As an early example of people engaging with each other online, alt.tv.twin-peaks helped establish behaviors and patterns that eventually evolved into today's social media-obsessed culture. It also meant that Jenkins had a head start on understanding the internet and how it would eventually change our world, which he's chronicled ever since in his work, including the fascinating text ”Convergence Culture."
”It meant that I was ahead of the curve in watching that development of online fandom leading up to that moment of ‘Lost,' where I think the news world and everyone else discovered just how intense the online engagement with television was. ‘Twin Peaks' is, in so many ways, a trend setting show," Jenkins said.
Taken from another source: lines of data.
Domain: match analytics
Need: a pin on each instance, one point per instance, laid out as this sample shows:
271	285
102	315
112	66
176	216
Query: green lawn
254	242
”Lost," of course, was a game-changer in terms of the relationship between television, the fans who watched it, and the digital means that they used to talk about it. As Jenkins explained, ”The idea of creating reference sites online to pull together all the information, people passing back and forth alternative conspiracy theories about what would happen, the show intentionally embedding little secrets and mysteries, Easter eggs which are there for the fans to pick up on and discuss, the perception that maybe the producers were following the fan discussions and altering the story to reflect it — all of the things that people wrote about ‘Lost' were already there with ‘Twin Peaks.'"
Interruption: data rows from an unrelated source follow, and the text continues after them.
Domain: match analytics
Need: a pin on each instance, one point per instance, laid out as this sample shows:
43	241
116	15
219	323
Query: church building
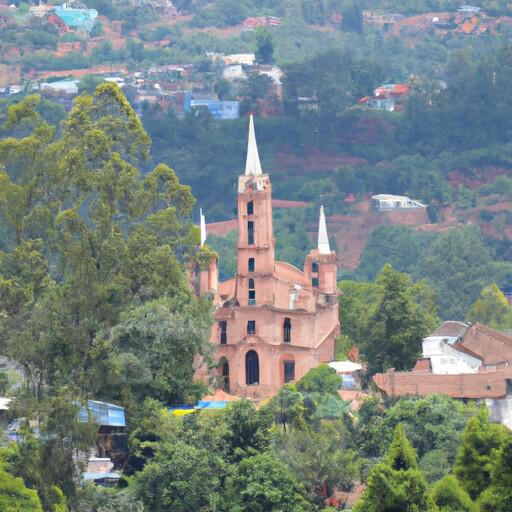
273	322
Thanks to Twitter now, we know that many showrunners follow the conversation online — but during the original ”Twin Peaks" run, many on Usenet were uncertain if the show's creators were aware of their existence.
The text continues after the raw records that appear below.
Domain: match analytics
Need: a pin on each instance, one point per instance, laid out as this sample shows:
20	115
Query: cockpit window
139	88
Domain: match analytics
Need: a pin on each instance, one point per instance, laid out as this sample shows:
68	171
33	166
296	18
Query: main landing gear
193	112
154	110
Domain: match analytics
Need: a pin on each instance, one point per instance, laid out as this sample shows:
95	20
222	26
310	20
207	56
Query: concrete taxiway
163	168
”There were rumors that Mark Frost read the discussions," Jenkins said. ”There was some sock puppet who pretended to be David Lynch at one point and was easily disproven not to be, but the widespread understanding was that Mark Frost was reading the discussions."
IndieWire asked if Frost would respond — and it turns out the answer isn't cut-and-dried (all too appropriate, given the nature of the show).
”Halfway through production," Frost wrote via email, ”I received a stack of printouts on my desk as thick as an LA phone book. Chat room dialogues from some online forums that had sprung up. Needless to say, astonishing. I was an early adapter, but still here was concrete evidence a new world was forming right under our feet.
”I read about nine pages and realized ‘this way lies madness, it's way too much to think about.' I set them aside and went back to making the show," he added.
Jenkins' response to that? ”Interesting. Fans imagined Frost reading the posts daily. Today, many productions assign interns to do just this, to identify the audience's preferences and dislikes, to map their response to creative decisions, and create a greater responsiveness," he said. ”No one [at the time] expected ‘Twin Peaks' to do this. If anything, they hoped Lynch and Frost were doing the exact opposite — figure out where the crowd was heading and then throw them a curve ball. The authors were seen as tricksters who wanted to constantly defy expectations, and masterminds who had thought everything out to the Nth degree."